Pingree started as a tomato farmer with three acres at the end of Acalanes Road, switching to fish at forty years old following a heart attack. "Dad never stopped learning and exploring, up to the day he died last year," recalls Guth. "I can remember measuring grit and polish and bagging them for customers at eleven years old." That was in the Cresco building on Mount Diablo Boulevard, shared with two other businesses in 1960.
An endless line of rock fans like Sleepy Hollow third grade teacher Kay Aaker and her grandson, Cooper Smith, stopped to say farewell and pick-over what was left. "The manipulative and tactile aspects in a place like this is how children learn and remember, better than pictures. I used this place many times for my classes," said Aaker. "I see a platypus in this one," says Cooper, a second-grader at Happy Valley Elementary.
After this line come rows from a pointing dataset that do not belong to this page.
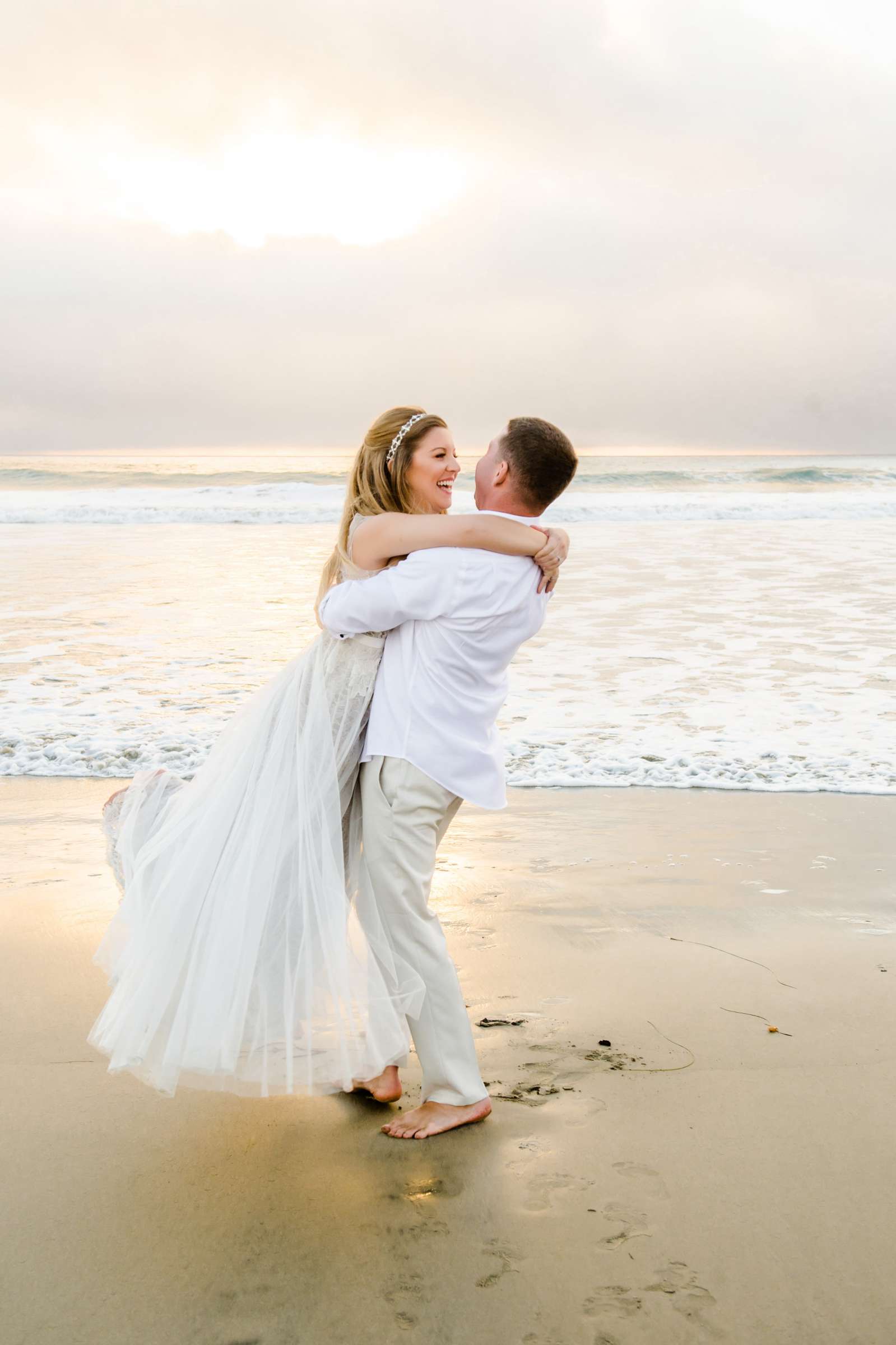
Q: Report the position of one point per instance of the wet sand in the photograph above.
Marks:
(700, 1179)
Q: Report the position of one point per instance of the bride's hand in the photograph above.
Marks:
(552, 556)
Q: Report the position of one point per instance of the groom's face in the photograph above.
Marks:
(488, 470)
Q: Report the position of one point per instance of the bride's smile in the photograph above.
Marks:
(434, 470)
Elfie Pingree, still sharp and with a big smile, balks at shaking hands because she feels hers are dirty. Guth says Mom always sees animal faces in the rocks while she (Guth) sees landscapes, memories of rock hunts all over the world, and old customers and characters even more interesting than the rocks.
The name "Fumble Fingers" stuck when, over breakfast one morning fifty years ago, Guth says Dad would fumble over the plates and silver as he lost the feeling in his hands from years of working his tomato fields. A verse from an old poem, yellowed and tacked to the wall, said it all:
A rockhound is truly
a person apart
His pleasures are
simple and few
He will pound on
a ledge in the blazing sun
Or dig when his
fingers are blue
Elfie Pingree and daughter Nancy Guth are looking for storage space for the unsold rocks. Their shop, on Brown Ave. in Lafayette, is for sale.